Lakehead University celebrates National Indigenous Peoples Day
By Rick Garrick
ORILLIA — A Sunrise Ceremony, flint knapping, wampum belt, teepee, and drum teachings and a truth and reconciliation dialogue were featured at Lakehead University’s June 18 Tipi Raising Gathering at the Orillia campus. The Sunrise Ceremony was led by Beausoleil Elder Trish Monague, the flint knapping by M’Chigeeng First Nation’s Shawn Corbiere, the wampum belt by Chippewas of Georgina Island’s Brian Charles, the teepee and drum teachings and teepee raising by Moose Cree Elder Jimmy Dick, and the truth and reconciliation dialogue by Chippewas of Georgina Island’s Cynthia Wesley-Esquimaux.
“We had a great turnout — it was a big learning experience for some of the folks,” says Corbiere, flint knapping Knowledge Keeper and Indigenous liaison officer at Georgian Bay Islands National Park/Beausoleil Island National Historic Site who was a consultant for the movie, The Silencing, which was filmed in Sudbury. “We have an archaeological site that dates back over 5,000 years [at] Georgian Bay Islands National Park. We know that stone tool manufacturing was going over 5,000 years ago over there on the island, so I wanted to bring that knowledge back home because it’s a dying art.”
Corbiere says he shared his knowledge about arrow heads during the gathering, noting that many arrowheads in museums and cultural centres were used on atlatls, or Apaginaatig Ataadiiwin in Anishinaabemowin, a spear-throwing lever used to throw arrows at prey.
“I can make the arrowheads that fit on these great big arrows that would have been thrown at woolly mammoths and mastodons and woodland caribou,” Corbiere says. “I do the shafts and I do the traditional wrap and I do a traditional Cherokee feather style of fletching. It looks like I have four feathers on it but I only used two.
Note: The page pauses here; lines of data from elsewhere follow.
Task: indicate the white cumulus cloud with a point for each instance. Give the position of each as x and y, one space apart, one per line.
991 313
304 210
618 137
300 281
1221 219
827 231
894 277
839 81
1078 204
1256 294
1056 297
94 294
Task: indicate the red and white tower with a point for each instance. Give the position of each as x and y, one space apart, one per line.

I also use pine pitch to weather [waterproof and protect from the sun] the sinew, or animal gut.”
Wesley-Esquimaux, chair of truth and reconciliation at Lakehead University, says she has been noticing a separate internal reconciliation process among First Nations people over the past several years.
“I notice very much that First Nations communities, with all of this truth telling and all this conversation with the government around where do we go from here and resolution of outstanding grievances, that people are actually looking inside now very closely and are doing sort of an internal reconciliation process amongst Indigenous peoples themselves, and I think that’s really strengthening language and culture and ceremony,” Wesley-Esquimaux says. “I think the younger generation is really contributing to that, so they’re not so interested in the larger Canadian reconciliation process but they’re very interested in the process that’s happening within their own territory.”
Wesley-Esquimaux adds that for the external reconciliation process, she is telling people that it is very important for Canadians to accept the question of vulnerability and humility in their process.
“They are not going to understand where Indigenous people are coming from until they understand their own need to create or understand or feel or live the vulnerability that the First Nations communities, Inuit, and Métis people have also already experienced,” Wesley-Esquimaux says.
Wesley-Esquimaux also stressed that reconciliation is based on early treaties of peace and friendship such as the Dish with One Spoon wampum agreement between the Haudenosaunee and Anishinabek.
“And the restoration process is about restoring peace and friendship, but it won’t happen if the historic grievances are not also resolved at the same time,” Wesley-Esquimaux says.
Mercedes Jacko, Indigenous Initiatives coordinator at Lakehead University Orillia Campus, says the Tipi Raising Gathering was held prior to National Indigenous Peoples Day to allow people to celebrate National Indigenous Peoples Day in their own or local communities.